IRS Releases Notice on The Taxation of NFTs as Collectibles
In its first published guidance addressing non-fungible tokens (NFTs), the Internal Revenue Service (IRS) released Notice 2023-27 on March 21, 2023, announcing its intent to issue guidance related to the taxation of certain NFTs as “collectibles.”
The characterization of an NFT as a collectible is significant as it influences (1) whether the gain from the sale of an NFT is taxed at the maximum long-term (federal) capital gains rate of 28% versus a more desirable maximum long-term capital gains rate for assets that are not collectibles and (2) whether the transfer of an NFT to an individual retirement account (IRA) results in a distribution from the IRA to the account holder.
TAXATION OF COLLECTIBLES GENERALLY
Generally, capital assets that have been held for more than one year are subject to favorable tax rates, which depending on the taxpayer’s tax profile, may be equal to either 0%, 15% or 20%. However, if the capital gain relates to a collectible item, the maximum long-term capital gains rate is 28%. For this purpose, collectibles generally include any work of art, rug or antique, metal (except certain coins), gem, stamp, coin, alcoholic beverage (e.g., vintage wines), musical instrument, historical object (e.g., a document or clothes) or other tangible personal property items that the IRS determines is a collectible.
Additionally, an IRA that purchases a collectible is treated as having made a distribution in an amount equal to the cost of the collectible (i.e., the fair market value at the time of acquisition) to the IRA account holder. Such a constructive distribution is taxable and subject to the 10% additional tax on distributions to the IRA account holder before age 59 and a half. Upon actual distribution of the collectible from the IRA to the account holder, the amount of the constructive distribution is not included in income but any fair market value exceeding that amount would be taxable. Appreciation in the collectible’s value is tax-deferred within the IRA until distribution.
NFTS AS COLLECTIBLES
The Notice defines an NFT as a unique digital identifier that is recorded using distributed ledger technology and which may be used to certify authenticity and ownership of an associated right or asset. Ownership of an NFT may provide the holder a right with respect to a digital file that is typically separate from the NFT. These rights may also relate to other types of assets, such as a right to attend a ticketed event or certification on the ownership of physical assets. Sometimes ownership denotes rights to multiple assets, such as artwork and club membership.

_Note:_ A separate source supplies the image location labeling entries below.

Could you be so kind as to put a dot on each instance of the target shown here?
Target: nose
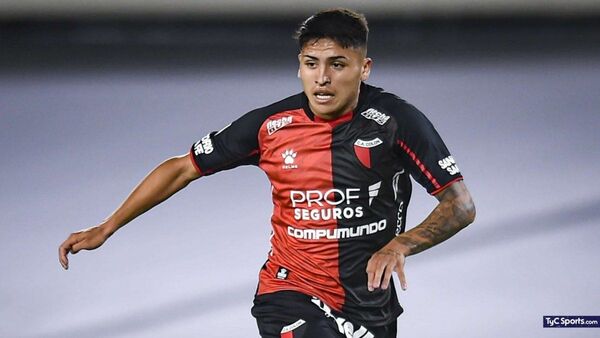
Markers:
(323, 78)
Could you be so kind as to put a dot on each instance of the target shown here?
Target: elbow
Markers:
(467, 211)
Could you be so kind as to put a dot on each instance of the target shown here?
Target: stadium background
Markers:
(95, 94)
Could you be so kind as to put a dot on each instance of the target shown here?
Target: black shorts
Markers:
(289, 314)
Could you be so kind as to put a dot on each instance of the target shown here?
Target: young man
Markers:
(339, 156)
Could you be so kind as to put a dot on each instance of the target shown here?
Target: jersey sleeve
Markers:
(232, 146)
(428, 160)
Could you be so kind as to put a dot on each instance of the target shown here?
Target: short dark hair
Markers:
(344, 26)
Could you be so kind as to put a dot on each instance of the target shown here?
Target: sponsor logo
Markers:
(449, 165)
(289, 157)
(222, 129)
(373, 114)
(338, 233)
(275, 125)
(374, 191)
(282, 273)
(344, 326)
(396, 187)
(368, 144)
(334, 199)
(204, 146)
(292, 326)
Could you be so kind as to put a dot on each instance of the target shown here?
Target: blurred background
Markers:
(94, 94)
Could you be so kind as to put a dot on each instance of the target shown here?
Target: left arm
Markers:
(454, 212)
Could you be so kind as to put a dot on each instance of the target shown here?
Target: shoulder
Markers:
(380, 101)
(289, 103)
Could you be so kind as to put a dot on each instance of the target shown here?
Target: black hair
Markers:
(344, 26)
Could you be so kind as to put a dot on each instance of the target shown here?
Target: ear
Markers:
(366, 69)
(299, 63)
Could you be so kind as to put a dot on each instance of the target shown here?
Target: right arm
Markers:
(165, 180)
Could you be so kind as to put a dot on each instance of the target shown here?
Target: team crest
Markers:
(363, 150)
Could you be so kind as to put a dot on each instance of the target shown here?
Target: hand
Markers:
(382, 264)
(87, 239)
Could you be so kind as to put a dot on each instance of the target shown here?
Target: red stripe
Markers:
(194, 162)
(419, 164)
(437, 191)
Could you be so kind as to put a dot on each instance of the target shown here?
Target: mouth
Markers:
(323, 96)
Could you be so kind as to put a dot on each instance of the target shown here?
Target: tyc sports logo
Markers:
(449, 165)
(275, 125)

The IRS intends to issue guidance that determines whether an NFT constitutes as a collectible for US federal income tax purposes by looking directly through the NFT to the underlying associated right or asset and determining whether such associated right or asset is a collectible under existing guidance. For example, an NFT that certifies ownership of a gem constitutes a collectible. Similarly, if the underlying associated right or asset is not a collectible under existing guidance, the NFT does not constitute a collectible. For example, a right to use or develop a “plot of land” in a virtual environment generally is not a collectible and, therefore, an NFT that provides a right to use or develop the “plot of land” in the virtual environment generally does not constitute a collectible.
The IRS is also considering whether the underlying associated right or asset of an NFT (such as a digital file that contains an image) is considered a “work of art” in which case, the NFT would be a collectible under existing guidance.

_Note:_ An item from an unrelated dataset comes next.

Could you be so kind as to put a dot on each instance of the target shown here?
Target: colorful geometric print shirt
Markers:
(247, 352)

As the first piece of published guidance addressing NFTs, the Notice shows the importance of the IRS to address issues in an area where taxpayers have historically been operating with little or no guidance. NFTs came into existence around 2014 and have achieved mainstream attention beginning in 2020, with the price of at least one NFT reaching approximately $91.8 million.
While the Notice may imply that under the look-through rule, if the underlying associated right or asset is not a collectible, proceeds from the sale of such NFT will be subject to a maximum 20% long-term capital gains tax rate, the existence of the look-through rule creates additional questions that taxpayers may need to consider, such as:
Does the look-through rule only apply to whether an NFT is treated as a collectible, or will it be more broadly applied?

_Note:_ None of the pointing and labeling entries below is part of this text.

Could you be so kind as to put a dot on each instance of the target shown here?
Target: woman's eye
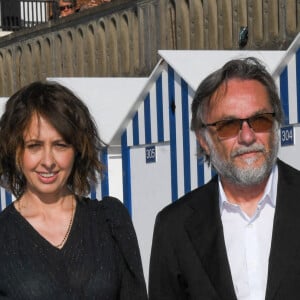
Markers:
(62, 145)
(33, 146)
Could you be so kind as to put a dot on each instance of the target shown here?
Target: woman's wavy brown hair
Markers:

Under the look-through analysis, if an NFT provides its holder the right to legal ownership of stock or a partnership interest, is withholding required under existing applicable law (e.g., backup withholding or withholding under Sections 1445 or 1446(f) of the Internal Revenue Code of 1986, as amended)?
If the underlying asset is inventory used in the transferor of an NFT’s trade or business, is the sale of the NFT subject to taxation at ordinary income tax rates?
Is the associated right of an NFT a right to passive income? How is such income sourced or taxed?
The creativity of varying uses of NFTs continues to expand, including one online user uploading a video of utilizing an NFT to act as a car key. Other use cases could include NFTs that store records, act as tickets to entertainment events or transfer land deeds.
The Notice does not address all tax issues related to NFTs (such as the ones identified above), and specifically requests comments from taxpayers on the definition of an NFT, the look-through analysis and if there are any other key issues the IRS should consider with respect to taxation of NFTs.
If the Notice’s approach is adopted, NFT holders and tax professionals will need to conduct a look-through analysis of the rights and assets associated with NFTs. Given the evolving nature of NFTs and their associated rights and underlying assets, this analysis will not be a simple one.